Conforme o Decreto-Lei n. 986, de 21 de outubro de 1969, define alimento como toda substância ou mistura de substâncias, no estado sólido, líquido, pastoso ou qualquer outra forma adequada, destinada a fornecer ao organismo humano elementos normais, essenciais a sua formação, manutenção e desenvolvimento (BRASIL, 1969 apud CORDEIRO, SILVA, BARRETO, 2021 p. 36). Integralizando essa ideia, FEIJÓ e IWASAKI (2014) citam que o distúrbio nutricional pode ser evitado quando há uma alimentação adequada rica em nutrientes, pois isso favorece uma melhor condição para a saúde.  

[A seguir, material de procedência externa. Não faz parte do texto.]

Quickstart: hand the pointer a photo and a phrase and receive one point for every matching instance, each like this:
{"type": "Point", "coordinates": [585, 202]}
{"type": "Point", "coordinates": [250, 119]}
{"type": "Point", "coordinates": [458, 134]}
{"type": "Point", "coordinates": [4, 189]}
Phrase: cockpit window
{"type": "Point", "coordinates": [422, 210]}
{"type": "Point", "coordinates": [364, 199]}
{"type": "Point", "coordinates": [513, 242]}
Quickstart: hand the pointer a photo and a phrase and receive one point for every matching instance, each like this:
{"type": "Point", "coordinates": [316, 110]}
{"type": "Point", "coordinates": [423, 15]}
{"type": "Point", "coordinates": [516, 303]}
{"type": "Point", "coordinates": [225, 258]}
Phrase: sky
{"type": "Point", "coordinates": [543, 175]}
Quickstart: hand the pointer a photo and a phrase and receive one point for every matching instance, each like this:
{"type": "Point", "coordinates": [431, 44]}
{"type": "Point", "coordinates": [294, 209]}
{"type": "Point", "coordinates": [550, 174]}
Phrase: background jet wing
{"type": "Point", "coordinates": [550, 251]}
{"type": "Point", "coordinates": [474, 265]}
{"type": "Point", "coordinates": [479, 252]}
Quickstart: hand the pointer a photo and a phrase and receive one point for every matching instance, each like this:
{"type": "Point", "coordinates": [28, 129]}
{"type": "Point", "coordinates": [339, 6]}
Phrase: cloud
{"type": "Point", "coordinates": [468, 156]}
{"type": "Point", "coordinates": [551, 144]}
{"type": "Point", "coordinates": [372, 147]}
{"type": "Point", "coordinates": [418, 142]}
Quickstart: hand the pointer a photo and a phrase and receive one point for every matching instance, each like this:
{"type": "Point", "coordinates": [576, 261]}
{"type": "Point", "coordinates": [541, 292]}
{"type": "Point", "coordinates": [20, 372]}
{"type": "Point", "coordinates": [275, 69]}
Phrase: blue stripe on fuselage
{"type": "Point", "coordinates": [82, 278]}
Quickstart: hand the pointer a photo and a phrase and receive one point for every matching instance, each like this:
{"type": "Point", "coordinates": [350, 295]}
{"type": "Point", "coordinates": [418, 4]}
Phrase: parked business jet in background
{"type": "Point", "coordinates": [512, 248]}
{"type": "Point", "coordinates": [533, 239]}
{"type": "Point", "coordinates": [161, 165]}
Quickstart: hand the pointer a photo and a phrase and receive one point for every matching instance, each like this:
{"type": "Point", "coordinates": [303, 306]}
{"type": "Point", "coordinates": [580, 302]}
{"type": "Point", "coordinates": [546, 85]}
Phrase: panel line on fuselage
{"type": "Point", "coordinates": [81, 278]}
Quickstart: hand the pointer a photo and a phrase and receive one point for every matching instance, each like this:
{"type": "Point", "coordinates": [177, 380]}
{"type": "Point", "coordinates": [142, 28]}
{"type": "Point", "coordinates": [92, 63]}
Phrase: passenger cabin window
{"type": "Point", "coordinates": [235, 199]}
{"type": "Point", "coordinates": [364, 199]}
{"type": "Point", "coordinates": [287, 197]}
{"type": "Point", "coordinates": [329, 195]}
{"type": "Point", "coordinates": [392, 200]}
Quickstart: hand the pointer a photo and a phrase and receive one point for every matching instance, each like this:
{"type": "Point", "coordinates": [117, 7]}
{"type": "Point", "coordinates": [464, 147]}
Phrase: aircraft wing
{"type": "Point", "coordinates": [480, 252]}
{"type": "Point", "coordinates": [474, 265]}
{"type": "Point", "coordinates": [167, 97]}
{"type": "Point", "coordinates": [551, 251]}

Até a criança completar 6 meses de vida, preconiza-se que a sua alimentação seja exclusiva com o leite materno, pois será suficiente para a sua nutrição. Após esse período, torna-se necessário que essa alimentação seja complementada de outras maneiras, pois o leite por si só não irá garantir seu sustento. Todavia, é contraindicado que a faixa etária infantil consuma alimentos possuintes de sal, açúcar ou que tenha passado por processamento industrial, como os doces, a título de exemplo. (SILVA, COSTA, GIUGLIANI, 2016). Entretanto, as crianças não se interessam por uma alimentação rica em nutrientes, já que o seu interesse é pelo alimento adocicado (GIESTA, et al, 2017).

Segundo o Ministério da Saúde, está havendo uma grande mudança na maneira como os indivíduos se alimentam, onde encontra-se a substituição de alimentos saudáveis (como os vegetais) por alimentos industrializados. (BRASIL, 2014). Relacionado a isso:

 “Os alimentos sofrem diversas classificações, dentre estas podemos destacar os alimentos naturais e os industrializados. Os alimentos ditos naturais geralmente contribuem para boa alimentação, pois são obtidos diretamente da natureza sem sofrer processos químicos. Já os considerados alimentos industrializados são oriundos geralmente de processos químicos e na maioria das vezes provocam problemas na saúde dos indivíduos.” (JUNIOR, GONÇALVES, CORREIA, et al 2015, p. 12).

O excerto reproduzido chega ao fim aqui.